The first way to configure EPRD is to assign a certain amount
of ram to eprd. In this mode no disk io will ever take
place except when the device is configured or unconfigured.
When the device is created it will simply load the data
from disk in memory. When the device is remove the data will
be save to disk.
You can create this type of disk backed ramdisk like this:
insmod ./eprd.ko
./eprd_setup -f /data/persramdisk.img -s 1G -c
Now device /dev/eprda will be created.
To unload the device simply type :
rmmod eprd or eprd_setup -d /dev/eprda
** Please note that the -c parameter means create and should
only be used the first time. **
You can however also create a ramdisk that will have it's
changes flushed to disk every N seconds and instead of keeping
everything in ram it only allocated 512M for caching.

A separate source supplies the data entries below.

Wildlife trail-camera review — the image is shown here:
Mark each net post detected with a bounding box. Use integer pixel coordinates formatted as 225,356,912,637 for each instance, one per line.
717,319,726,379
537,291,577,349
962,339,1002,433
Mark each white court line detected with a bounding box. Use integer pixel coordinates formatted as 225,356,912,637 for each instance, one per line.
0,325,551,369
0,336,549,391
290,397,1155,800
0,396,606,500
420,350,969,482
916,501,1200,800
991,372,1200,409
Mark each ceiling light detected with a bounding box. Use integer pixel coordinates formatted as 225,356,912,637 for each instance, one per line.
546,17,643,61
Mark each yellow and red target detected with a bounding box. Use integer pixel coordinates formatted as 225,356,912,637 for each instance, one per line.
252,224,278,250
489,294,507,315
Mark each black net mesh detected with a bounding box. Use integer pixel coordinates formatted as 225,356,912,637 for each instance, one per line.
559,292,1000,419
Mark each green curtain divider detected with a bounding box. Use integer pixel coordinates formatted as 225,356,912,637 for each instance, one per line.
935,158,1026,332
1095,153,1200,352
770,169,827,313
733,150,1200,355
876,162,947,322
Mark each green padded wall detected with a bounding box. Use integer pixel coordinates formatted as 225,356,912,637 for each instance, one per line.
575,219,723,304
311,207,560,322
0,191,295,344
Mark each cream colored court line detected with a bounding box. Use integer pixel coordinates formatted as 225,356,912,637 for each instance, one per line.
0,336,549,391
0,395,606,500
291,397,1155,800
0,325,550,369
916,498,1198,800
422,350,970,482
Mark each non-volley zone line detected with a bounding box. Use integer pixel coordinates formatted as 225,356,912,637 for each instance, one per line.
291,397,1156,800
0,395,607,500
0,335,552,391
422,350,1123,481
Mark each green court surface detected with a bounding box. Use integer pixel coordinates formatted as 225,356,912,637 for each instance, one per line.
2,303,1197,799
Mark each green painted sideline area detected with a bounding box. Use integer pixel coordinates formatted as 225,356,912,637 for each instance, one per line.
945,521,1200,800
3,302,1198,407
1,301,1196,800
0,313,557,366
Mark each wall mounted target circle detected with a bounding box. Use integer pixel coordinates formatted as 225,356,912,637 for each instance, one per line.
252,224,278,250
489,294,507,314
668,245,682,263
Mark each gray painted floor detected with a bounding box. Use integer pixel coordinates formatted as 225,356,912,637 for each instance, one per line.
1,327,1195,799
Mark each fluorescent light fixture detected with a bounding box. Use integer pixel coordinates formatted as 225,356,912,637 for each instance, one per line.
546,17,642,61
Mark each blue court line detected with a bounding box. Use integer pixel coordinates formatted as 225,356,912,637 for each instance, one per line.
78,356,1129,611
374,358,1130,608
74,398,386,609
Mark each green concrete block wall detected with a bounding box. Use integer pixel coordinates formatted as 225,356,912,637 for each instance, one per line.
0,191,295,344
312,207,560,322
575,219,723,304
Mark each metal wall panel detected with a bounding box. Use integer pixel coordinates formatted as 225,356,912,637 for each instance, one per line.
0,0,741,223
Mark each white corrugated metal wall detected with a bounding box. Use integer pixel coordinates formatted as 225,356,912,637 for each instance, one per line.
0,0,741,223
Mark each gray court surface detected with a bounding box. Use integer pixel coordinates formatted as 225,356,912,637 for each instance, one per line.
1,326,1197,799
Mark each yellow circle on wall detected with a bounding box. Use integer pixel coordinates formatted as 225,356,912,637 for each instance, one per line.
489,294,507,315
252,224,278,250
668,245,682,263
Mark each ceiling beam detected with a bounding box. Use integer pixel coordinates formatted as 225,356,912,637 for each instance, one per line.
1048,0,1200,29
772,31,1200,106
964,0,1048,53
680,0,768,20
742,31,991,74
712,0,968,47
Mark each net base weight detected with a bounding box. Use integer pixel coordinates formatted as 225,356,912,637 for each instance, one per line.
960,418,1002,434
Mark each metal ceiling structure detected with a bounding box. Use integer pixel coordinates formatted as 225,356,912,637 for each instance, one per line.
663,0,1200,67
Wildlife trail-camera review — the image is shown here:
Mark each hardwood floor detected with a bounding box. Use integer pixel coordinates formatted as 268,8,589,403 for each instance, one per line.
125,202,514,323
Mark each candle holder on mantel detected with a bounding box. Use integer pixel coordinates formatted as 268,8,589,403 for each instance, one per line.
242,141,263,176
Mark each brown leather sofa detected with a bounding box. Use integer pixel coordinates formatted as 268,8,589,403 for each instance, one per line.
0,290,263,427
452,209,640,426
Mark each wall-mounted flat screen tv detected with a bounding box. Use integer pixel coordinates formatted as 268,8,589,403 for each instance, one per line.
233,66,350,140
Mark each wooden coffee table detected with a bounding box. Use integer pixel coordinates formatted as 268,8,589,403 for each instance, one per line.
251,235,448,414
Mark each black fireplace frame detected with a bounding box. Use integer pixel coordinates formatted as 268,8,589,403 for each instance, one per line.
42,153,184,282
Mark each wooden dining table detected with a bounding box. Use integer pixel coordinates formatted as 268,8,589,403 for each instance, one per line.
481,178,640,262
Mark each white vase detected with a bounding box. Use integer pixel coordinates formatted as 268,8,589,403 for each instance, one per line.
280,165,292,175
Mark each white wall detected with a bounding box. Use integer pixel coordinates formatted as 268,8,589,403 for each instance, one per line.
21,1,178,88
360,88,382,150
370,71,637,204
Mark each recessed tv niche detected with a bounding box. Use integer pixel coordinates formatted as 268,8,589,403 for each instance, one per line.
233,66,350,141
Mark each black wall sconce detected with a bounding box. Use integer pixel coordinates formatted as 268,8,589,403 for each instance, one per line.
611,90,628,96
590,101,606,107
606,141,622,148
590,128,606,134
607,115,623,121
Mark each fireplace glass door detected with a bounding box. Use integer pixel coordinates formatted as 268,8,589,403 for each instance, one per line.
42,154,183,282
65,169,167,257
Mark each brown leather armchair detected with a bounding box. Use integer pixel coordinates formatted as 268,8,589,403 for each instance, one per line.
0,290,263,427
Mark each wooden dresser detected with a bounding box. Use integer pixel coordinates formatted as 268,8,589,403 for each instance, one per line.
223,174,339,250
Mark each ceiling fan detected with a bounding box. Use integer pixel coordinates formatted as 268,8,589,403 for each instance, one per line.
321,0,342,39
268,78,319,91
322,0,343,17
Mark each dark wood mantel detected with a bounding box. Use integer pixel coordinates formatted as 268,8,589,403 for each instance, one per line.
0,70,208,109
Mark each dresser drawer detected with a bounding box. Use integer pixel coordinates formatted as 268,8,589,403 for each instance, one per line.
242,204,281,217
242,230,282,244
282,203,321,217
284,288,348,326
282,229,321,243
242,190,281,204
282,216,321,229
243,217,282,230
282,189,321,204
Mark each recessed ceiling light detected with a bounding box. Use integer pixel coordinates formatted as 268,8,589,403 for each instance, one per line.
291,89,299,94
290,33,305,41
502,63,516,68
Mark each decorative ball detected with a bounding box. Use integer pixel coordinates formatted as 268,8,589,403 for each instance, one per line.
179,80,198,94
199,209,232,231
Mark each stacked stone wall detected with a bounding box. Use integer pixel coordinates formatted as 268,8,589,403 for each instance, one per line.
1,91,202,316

./eprd_setup -f /data/saverimg -s 10G -m 3 -c -p512M
In this example the data is flushed to disk every 3 seconds.
Although this is already somewhat safer there is an even
more 'reliable' mode of operation.
./eprd_setup -f /data/saverimg -s 10G -m 3 -c -p512M -b
EPRD supports barriers. So when the device is configured with
the -b option a sync() on the filesystem will mean a sync of
the blockdevice and all 'dirty' blocks in the cache will be flushed
to disk.
You can easily test the effect of barrier support when you format
eprd with ext4 or xfs. In this example I will use ext4
mkfs.ext4 /dev/eprda
mount /dev/eprda /mnt -obarrier=0
root@saturn:/mnt# writetest
running: 1000 ops
Elapsed time: 0.029147 seconds
1000 ops: 34308.85 ops per second
While after : mount -oremount,barrier=1 /mnt
root@saturn:/mnt# writetest
running: 1000 ops
Elapsed time: 42.926026 seconds
1000 ops: 23.30 ops per second
As you can see the difference is huge.
EPRD can also be used with raw devices:
./eprd_setup -f /dev/sdc -m 3 -p512M -b
The example above creates a new eprd device that is backed by
a raw device. Please note that you do not need to specify -c
when a raw device is used.
tools/writetest is a small tool provided by Oracle
for testing Berkeley DB performance.